Let's use the quadratic formula to solve for "m":



{{{m = (-B +- sqrt( B^2-4AC ))/(2A)}}} Start with the quadratic formula



{{{m = (-(2) +- sqrt( (2)^2-4(2)(-12) ))/(2(2))}}} Plug in  {{{A=2}}}, {{{B=2}}}, and {{{C=-12}}}



{{{m = (-2 +- sqrt( 4-4(2)(-12) ))/(2(2))}}} Square {{{2}}} to get {{{4}}}. 

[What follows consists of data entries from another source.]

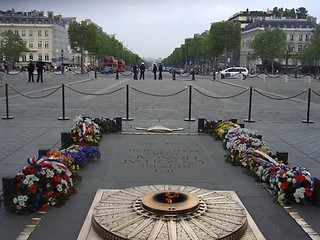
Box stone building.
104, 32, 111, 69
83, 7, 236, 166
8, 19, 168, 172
0, 10, 75, 66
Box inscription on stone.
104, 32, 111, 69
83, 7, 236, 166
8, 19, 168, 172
122, 141, 205, 173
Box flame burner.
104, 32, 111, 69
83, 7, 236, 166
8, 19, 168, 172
141, 191, 199, 215
90, 185, 256, 240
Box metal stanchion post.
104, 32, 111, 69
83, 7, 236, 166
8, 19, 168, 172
58, 84, 69, 120
122, 85, 133, 121
243, 87, 255, 122
2, 83, 13, 119
184, 85, 195, 121
302, 88, 313, 123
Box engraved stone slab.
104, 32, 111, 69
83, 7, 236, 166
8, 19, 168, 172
78, 185, 265, 240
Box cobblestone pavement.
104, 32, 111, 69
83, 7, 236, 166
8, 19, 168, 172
0, 72, 320, 239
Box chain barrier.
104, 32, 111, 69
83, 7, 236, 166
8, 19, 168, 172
193, 86, 249, 99
7, 72, 22, 76
130, 85, 188, 97
119, 72, 133, 77
9, 85, 61, 99
312, 89, 320, 97
65, 85, 125, 96
254, 88, 308, 100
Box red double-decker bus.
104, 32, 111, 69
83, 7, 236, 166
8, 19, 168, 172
118, 59, 126, 72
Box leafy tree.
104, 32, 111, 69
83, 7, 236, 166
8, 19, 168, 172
209, 21, 241, 66
250, 28, 286, 73
0, 30, 29, 66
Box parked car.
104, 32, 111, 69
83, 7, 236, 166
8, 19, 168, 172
216, 67, 249, 79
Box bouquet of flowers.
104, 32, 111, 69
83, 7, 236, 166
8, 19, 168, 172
13, 157, 74, 214
93, 117, 117, 133
70, 116, 101, 146
224, 128, 269, 167
62, 145, 101, 167
270, 165, 314, 203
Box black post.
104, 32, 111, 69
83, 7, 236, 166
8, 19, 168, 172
116, 69, 119, 80
122, 85, 133, 121
198, 118, 205, 132
116, 117, 122, 132
243, 87, 255, 122
192, 65, 195, 81
58, 84, 69, 120
2, 177, 16, 211
302, 88, 313, 123
184, 85, 195, 121
2, 83, 13, 119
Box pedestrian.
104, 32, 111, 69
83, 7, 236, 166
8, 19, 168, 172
159, 63, 163, 80
36, 58, 44, 82
132, 64, 138, 80
140, 62, 146, 80
27, 60, 34, 82
152, 63, 158, 80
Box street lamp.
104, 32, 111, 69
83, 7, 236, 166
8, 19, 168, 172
61, 49, 64, 73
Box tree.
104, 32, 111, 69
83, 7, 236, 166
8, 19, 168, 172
0, 30, 29, 66
209, 21, 241, 67
250, 28, 286, 73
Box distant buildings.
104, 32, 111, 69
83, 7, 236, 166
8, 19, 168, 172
229, 10, 317, 70
0, 10, 77, 66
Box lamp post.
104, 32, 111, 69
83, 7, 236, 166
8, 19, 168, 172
61, 49, 64, 73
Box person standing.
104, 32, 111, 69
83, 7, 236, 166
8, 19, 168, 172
27, 60, 34, 82
152, 63, 158, 80
132, 64, 138, 80
140, 62, 146, 80
159, 63, 163, 80
36, 58, 44, 82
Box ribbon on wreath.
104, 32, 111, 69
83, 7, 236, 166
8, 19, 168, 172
27, 157, 72, 177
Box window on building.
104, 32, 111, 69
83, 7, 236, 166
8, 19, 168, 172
290, 34, 294, 41
306, 35, 310, 42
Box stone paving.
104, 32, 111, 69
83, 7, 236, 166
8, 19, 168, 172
0, 70, 320, 239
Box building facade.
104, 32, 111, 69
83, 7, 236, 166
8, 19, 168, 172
240, 19, 316, 71
0, 10, 75, 66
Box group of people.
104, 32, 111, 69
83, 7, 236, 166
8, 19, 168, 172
132, 62, 163, 80
27, 59, 44, 82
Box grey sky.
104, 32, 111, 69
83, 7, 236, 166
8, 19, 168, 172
0, 0, 320, 58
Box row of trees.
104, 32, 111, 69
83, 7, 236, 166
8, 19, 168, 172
163, 21, 320, 73
0, 22, 142, 69
163, 21, 241, 70
68, 21, 142, 71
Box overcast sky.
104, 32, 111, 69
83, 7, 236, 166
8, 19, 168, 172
0, 0, 320, 58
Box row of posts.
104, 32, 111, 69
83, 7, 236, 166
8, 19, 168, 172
2, 83, 313, 123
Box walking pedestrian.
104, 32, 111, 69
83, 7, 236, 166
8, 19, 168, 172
36, 58, 44, 82
132, 64, 138, 80
159, 63, 163, 80
140, 62, 146, 80
27, 60, 34, 82
152, 63, 158, 80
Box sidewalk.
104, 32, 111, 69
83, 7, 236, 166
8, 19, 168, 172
0, 73, 320, 240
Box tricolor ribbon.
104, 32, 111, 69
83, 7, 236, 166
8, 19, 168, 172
27, 157, 72, 177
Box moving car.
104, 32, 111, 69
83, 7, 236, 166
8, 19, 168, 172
220, 67, 249, 79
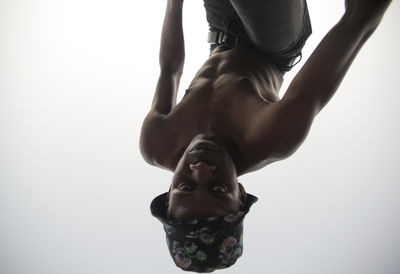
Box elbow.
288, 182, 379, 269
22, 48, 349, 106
160, 63, 183, 79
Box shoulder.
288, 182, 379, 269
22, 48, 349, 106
140, 110, 177, 170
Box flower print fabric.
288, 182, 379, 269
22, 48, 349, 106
151, 193, 258, 273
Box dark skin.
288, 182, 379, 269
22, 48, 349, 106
140, 0, 391, 219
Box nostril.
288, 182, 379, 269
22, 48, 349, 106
189, 161, 217, 170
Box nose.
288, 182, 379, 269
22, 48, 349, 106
190, 161, 217, 183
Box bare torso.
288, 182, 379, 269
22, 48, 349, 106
140, 0, 391, 175
142, 46, 310, 174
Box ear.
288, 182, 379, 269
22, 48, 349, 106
238, 183, 247, 208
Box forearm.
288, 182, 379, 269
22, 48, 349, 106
160, 0, 185, 75
283, 0, 387, 115
284, 18, 369, 114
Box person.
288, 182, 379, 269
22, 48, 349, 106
140, 0, 391, 272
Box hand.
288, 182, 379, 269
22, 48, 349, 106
344, 0, 392, 31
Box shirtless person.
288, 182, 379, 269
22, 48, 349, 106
140, 0, 391, 271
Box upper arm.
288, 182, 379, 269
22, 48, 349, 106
282, 16, 369, 115
151, 70, 181, 115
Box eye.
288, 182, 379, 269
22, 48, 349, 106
178, 184, 193, 191
213, 186, 226, 193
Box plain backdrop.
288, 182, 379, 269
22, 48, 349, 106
0, 0, 400, 274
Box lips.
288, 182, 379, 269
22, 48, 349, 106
189, 141, 221, 153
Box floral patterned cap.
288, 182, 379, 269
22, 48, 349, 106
150, 193, 258, 273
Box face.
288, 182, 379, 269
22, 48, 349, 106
168, 135, 244, 219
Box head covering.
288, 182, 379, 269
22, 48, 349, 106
150, 193, 258, 272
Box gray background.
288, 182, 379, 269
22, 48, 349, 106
0, 0, 400, 274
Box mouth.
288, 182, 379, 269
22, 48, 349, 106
189, 140, 221, 153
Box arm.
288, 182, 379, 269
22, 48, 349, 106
140, 0, 185, 166
247, 0, 390, 160
282, 0, 391, 116
151, 0, 185, 114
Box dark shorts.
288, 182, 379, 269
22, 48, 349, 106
204, 0, 312, 72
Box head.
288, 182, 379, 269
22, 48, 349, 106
151, 135, 257, 272
166, 134, 246, 219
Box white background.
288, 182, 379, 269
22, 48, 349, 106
0, 0, 400, 274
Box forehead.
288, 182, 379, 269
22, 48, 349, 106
168, 192, 239, 219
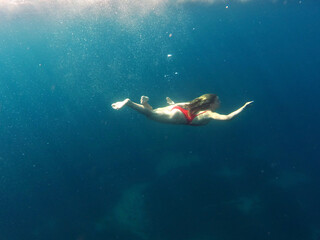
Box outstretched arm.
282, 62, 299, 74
210, 101, 253, 120
111, 96, 152, 116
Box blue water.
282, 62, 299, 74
0, 0, 320, 240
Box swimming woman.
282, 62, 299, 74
111, 94, 253, 126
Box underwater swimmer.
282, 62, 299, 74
111, 94, 253, 126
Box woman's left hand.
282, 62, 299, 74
244, 101, 254, 107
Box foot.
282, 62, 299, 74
166, 97, 175, 105
140, 96, 152, 110
111, 98, 130, 110
140, 96, 149, 105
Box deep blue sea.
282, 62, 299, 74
0, 0, 320, 240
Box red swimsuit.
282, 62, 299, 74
171, 106, 206, 124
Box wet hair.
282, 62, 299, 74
184, 93, 218, 116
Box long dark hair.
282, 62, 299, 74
184, 93, 218, 116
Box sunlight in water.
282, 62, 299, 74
0, 0, 254, 16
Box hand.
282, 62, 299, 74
244, 101, 254, 107
111, 98, 129, 110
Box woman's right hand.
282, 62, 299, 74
111, 98, 130, 110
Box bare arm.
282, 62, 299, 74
210, 101, 253, 120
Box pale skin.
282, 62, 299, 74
111, 96, 253, 126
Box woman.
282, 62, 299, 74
111, 94, 253, 126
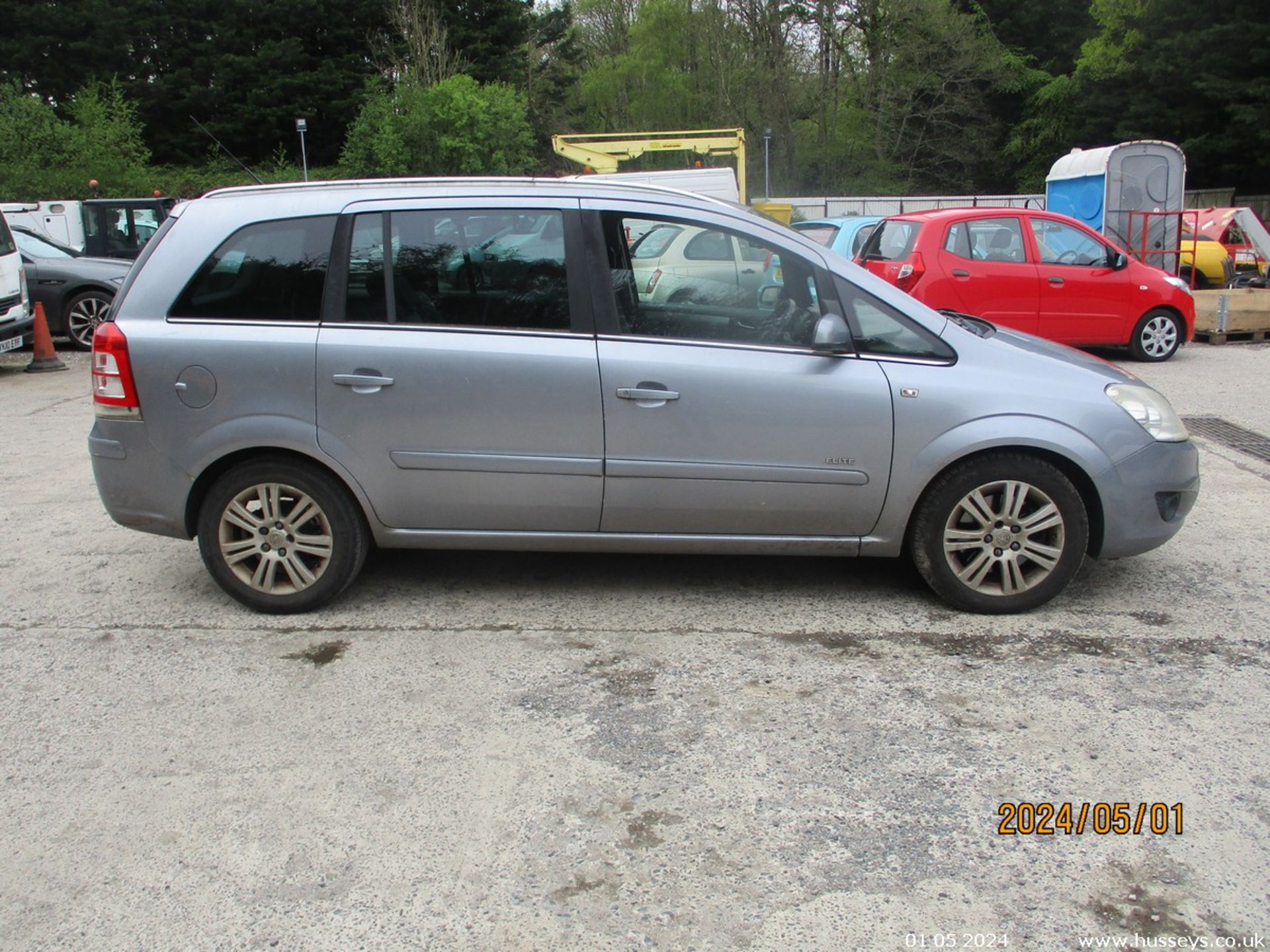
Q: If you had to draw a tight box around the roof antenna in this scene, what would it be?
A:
[189,116,264,185]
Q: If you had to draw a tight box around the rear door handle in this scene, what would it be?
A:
[617,387,679,403]
[331,371,394,393]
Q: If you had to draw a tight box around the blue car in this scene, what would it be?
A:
[794,214,885,258]
[758,214,885,302]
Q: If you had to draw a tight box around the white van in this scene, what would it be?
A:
[0,218,32,352]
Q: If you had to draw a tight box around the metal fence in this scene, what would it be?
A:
[770,194,1045,219]
[769,188,1270,221]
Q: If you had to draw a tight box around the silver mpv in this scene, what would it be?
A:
[89,179,1199,612]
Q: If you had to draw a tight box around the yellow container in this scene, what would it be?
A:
[754,202,794,225]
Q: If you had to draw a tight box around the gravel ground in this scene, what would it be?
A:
[0,345,1270,952]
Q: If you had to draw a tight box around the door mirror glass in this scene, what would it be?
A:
[812,313,851,354]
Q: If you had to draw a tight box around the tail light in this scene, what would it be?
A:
[93,321,141,419]
[886,251,926,291]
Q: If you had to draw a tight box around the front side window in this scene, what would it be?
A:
[944,218,1027,264]
[794,225,838,247]
[605,214,820,346]
[851,225,878,258]
[1031,218,1111,268]
[170,216,335,321]
[345,210,569,330]
[861,218,922,262]
[838,278,956,360]
[683,231,732,262]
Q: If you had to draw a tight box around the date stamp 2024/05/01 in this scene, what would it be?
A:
[997,801,1183,836]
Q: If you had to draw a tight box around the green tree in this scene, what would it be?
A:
[0,83,153,200]
[442,0,533,83]
[341,73,537,175]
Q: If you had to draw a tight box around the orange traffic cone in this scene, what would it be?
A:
[26,301,66,373]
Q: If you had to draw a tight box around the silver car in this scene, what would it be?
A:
[89,179,1199,612]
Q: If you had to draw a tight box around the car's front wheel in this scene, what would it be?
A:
[198,459,370,613]
[62,291,114,350]
[908,452,1089,614]
[1129,307,1183,363]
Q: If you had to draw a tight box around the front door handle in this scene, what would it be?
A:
[617,387,679,404]
[331,371,394,393]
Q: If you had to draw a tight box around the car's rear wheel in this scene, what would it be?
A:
[198,459,370,613]
[908,452,1089,614]
[1129,307,1183,363]
[62,291,114,350]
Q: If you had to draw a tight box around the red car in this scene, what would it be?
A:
[856,208,1195,360]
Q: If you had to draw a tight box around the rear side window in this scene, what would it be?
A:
[861,218,922,262]
[794,225,838,247]
[631,225,683,258]
[944,218,1027,262]
[345,210,570,330]
[171,216,335,321]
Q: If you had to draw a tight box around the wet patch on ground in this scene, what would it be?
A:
[772,635,1270,668]
[282,641,348,668]
[581,653,661,698]
[548,873,612,900]
[617,810,683,849]
[775,631,881,658]
[1087,859,1197,937]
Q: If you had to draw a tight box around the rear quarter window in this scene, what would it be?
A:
[794,225,838,247]
[860,218,922,262]
[169,216,335,321]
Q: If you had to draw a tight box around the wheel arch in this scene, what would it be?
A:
[900,443,1106,557]
[184,446,373,538]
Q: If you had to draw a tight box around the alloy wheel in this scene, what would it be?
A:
[217,483,333,595]
[944,480,1066,595]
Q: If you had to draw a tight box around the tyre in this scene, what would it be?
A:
[1129,307,1183,363]
[908,452,1089,614]
[198,459,370,614]
[62,291,114,350]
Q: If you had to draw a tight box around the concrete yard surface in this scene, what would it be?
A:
[0,345,1270,952]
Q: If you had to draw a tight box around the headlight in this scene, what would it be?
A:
[1106,383,1190,443]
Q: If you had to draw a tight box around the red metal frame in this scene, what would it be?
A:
[1129,208,1201,290]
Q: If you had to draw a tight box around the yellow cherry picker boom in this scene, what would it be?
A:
[551,128,745,204]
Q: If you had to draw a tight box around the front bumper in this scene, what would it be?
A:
[1096,439,1199,559]
[0,307,36,344]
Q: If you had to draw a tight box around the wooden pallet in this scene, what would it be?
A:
[1195,329,1270,344]
[1195,288,1270,344]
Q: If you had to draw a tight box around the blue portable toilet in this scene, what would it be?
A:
[1045,139,1186,273]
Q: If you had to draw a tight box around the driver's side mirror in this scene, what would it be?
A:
[812,313,851,354]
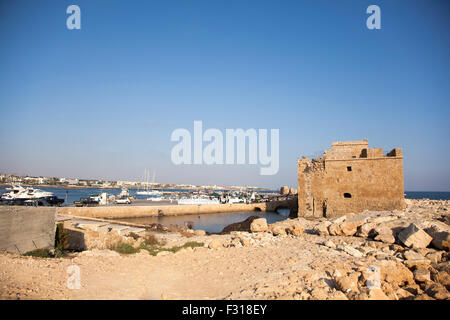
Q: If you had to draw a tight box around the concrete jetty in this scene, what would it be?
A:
[58,199,297,218]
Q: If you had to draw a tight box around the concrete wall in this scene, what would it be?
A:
[298,140,405,217]
[0,206,57,254]
[58,200,297,218]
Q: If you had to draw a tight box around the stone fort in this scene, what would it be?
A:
[297,140,405,217]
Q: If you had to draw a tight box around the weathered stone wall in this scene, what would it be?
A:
[0,206,56,254]
[298,140,405,217]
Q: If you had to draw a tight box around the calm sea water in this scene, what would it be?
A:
[0,187,273,206]
[0,187,450,233]
[114,211,287,233]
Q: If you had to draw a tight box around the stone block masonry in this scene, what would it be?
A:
[297,140,405,217]
[0,206,57,254]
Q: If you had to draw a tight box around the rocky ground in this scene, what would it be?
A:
[0,200,450,300]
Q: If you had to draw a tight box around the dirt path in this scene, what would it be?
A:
[0,235,358,299]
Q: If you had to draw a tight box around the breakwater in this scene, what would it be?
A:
[58,199,297,218]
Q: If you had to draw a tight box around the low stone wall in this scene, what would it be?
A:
[0,206,57,254]
[58,200,297,218]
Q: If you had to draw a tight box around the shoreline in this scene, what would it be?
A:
[0,200,450,300]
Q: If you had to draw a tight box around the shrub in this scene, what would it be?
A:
[110,242,139,254]
[23,249,53,258]
[55,223,69,252]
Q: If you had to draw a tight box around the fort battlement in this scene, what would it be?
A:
[297,140,405,217]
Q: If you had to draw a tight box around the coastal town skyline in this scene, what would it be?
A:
[0,0,450,191]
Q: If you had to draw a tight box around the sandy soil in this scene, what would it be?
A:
[0,202,450,299]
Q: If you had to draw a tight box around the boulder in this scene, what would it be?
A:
[398,223,433,248]
[250,218,268,232]
[239,236,252,247]
[413,269,431,282]
[356,223,375,238]
[425,225,450,251]
[339,220,360,237]
[425,281,450,300]
[333,272,360,293]
[403,259,431,269]
[280,186,289,196]
[323,240,336,249]
[313,221,331,236]
[374,233,395,244]
[356,288,389,300]
[344,246,363,258]
[271,226,286,236]
[425,251,443,263]
[79,249,120,257]
[208,239,223,249]
[403,250,423,260]
[379,260,415,287]
[194,230,206,236]
[328,223,344,236]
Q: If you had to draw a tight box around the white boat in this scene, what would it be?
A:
[0,185,64,206]
[228,198,245,204]
[1,186,55,200]
[147,197,164,201]
[115,198,131,204]
[178,198,220,205]
[136,190,163,196]
[136,169,163,196]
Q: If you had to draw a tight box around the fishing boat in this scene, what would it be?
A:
[136,169,163,196]
[178,197,220,205]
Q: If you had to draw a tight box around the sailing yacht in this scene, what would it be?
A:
[0,185,64,206]
[136,169,163,196]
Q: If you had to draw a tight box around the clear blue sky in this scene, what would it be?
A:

{{{m = (-2 +- sqrt( 4--96 ))/(2(2))}}} Multiply {{{4(2)(-12)}}} to get {{{-96}}}



{{{m = (-2 +- sqrt( 4+96 ))/(2(2))}}} Rewrite {{{sqrt(4--96)}}} as {{{sqrt(4+96)}}}



{{{m = (-2 +- sqrt( 100 ))/(2(2))}}} Add {{{4}}} to {{{96}}} to get {{{100}}}



{{{m = (-2 +- sqrt( 100 ))/(4)}}} Multiply {{{2}}} and {{{2}}} to get {{{4}}}. 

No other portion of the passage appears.